A Union Pacific train plowed into a parade float Nov. 16 at a rail crossing in Midland, Texas, killing four wounded veterans and injuring 16 others.
The train was sailing down a controversial stretch of track at about 60 miles an hour.
Federal investigators said it was not speeding.
On board recording devices clocked the lead locomotive at 62 mph, a spokesman for the National Transportation Safety Board said. Investigators say that stretch of track, through the town of Midland, has a 70 mph limit.
The full-length train had about 80 cars that carried shipping containers, according to several news reports.
A witness told ABC News that sirens from the police cars in the parade may have drowned out the sound of the approaching train.
The veterans were on their way to a banquet in their honor at the time of the crash.

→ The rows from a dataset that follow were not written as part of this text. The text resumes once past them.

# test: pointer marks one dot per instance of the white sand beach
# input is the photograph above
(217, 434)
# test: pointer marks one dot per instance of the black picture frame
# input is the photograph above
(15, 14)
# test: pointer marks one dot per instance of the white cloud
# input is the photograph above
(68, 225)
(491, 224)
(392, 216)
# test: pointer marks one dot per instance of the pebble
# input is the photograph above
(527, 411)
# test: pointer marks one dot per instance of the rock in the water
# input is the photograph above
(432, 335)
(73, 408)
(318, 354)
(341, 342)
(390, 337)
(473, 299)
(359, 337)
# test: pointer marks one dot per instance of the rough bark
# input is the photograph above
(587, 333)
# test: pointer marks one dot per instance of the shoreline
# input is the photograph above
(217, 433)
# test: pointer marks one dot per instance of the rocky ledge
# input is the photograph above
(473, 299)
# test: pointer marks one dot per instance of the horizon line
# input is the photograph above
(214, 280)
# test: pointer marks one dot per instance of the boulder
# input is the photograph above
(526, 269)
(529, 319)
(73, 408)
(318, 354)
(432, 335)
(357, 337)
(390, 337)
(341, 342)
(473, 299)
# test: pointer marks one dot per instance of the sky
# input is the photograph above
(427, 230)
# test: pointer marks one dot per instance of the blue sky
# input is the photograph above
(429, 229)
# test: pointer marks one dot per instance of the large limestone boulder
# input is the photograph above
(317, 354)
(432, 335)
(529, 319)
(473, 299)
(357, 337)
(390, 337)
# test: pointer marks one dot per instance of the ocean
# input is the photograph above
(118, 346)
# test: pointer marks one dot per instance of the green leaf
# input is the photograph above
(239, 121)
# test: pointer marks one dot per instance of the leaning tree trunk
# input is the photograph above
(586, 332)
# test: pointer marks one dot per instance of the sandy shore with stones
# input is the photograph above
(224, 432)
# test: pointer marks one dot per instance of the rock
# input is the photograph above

The train speed limit at the crossing was raised from 40 miles an hour in 2006, according to ABC News, who cited a Union Pacific official. NTSB investigators are checking to see if the gate was updated at that time, ABC reported.
Veterans and their wives were sitting in chairs on a flatbed semi-trailer. As the truck rolled slowly across the tracks, the crossing gates came down on the trailer, witnesses said. People jumped from the float. Two men pushed their wives off the trailer and were killed. Some veterans were disabled and could not get off the truck in time, according to news wire reports.